Monday, October 28, 2013

On Not Telling the Truth, Nothing But the Truth

This post was inspired by The Dinner, a novel by Herman Koch. Two brothers and their wives sit down for a tension filled dinner, avoiding a tragedy that could change both families' lives forever. Join From Left to Write on October 29th and we discuss The Dinner. As a member I received a copy of the book for review purposes.
Some time ago Mary did something sneaky and she got caught. It wasn't terribly egregious, no permanent harm was done, but she knew she was doing something wrong and she continued to do it, the fun getting in the way of her six year old moral compass. It bothers her still.

Discovering these secrets is often a mystery unfolding, unraveling as piece by piece things come together to form a whole picture. For Mary it was my finding a bit of packaging from something she was not supposed to have opened, and it rapidly snowballed from there. She watched as I put together what had happened, watched terrified as I found, bit by bit, what she had done. And the truth is that I was angry at her for being sneaky but I felt bad that she thought it necessary.

Secrets are that way, one leads to another, one covering for the last, but when that code is cracked, the free fall is fast and furious. And the landing quite painful, even when you have just opened something you were told not to, something you wanted so much to play with you felt compelled to hide. 

There must be repercussions, because even though there was no real harm done, the lesson must be learned. Sneaking is bad, hiding is lying, and lessons learned now, over trivial incidents, can ease a good deal of pain and angst when the stakes are much higher.

As she often does, Mary flipped through the book I've been reading, not one meant for 9 year old eyes.

"What is this about Mom? People going out to dinner?".

My bookmark was in the last quarter of the book, "kind of, but also about a family, and what happens when people are not honest. It's almost like a mystery.".

She was quiet for a bit, reading the back cover and thinking, "and you need to write something about this book also?".

"I do, although I'm not sure what I'm going to write. In the story someone makes a bad decision, they do something wrong and then try to hide it. Do you have any ideas, things I could write about?".

She smiled, "what about the toy Mom? When I opened the toy? That was wrong and I tried to hide it".

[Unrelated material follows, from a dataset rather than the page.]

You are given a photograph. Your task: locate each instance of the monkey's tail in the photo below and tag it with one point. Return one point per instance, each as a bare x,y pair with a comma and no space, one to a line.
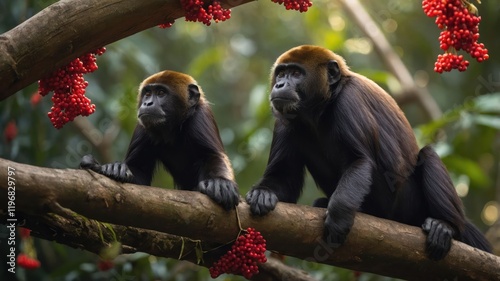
443,201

As much as I hate that even now, three years later, she still thinks about what was really one very small incident, I hope that the impression made can last for years, when telling the truth is more than the right thing, it is the safe thing.


Nellie said...

Teaching moments - all around us.

Amy @ said...

Oh, I still feel guilty about something I did when I was 3 years old. It's good to form that conscience early and strong, I say.

Thien-Kim aka Kim said...

Wow! It's amazing what sticks with our kids. You're doing a great job with her!

Jennifer Wolfe said...

It's important to teach them what's right, even when it's hard to do. Good job, mom!

jodifur said...

I always tell my son that not telling the truth will get him into more trouble then telling the truth.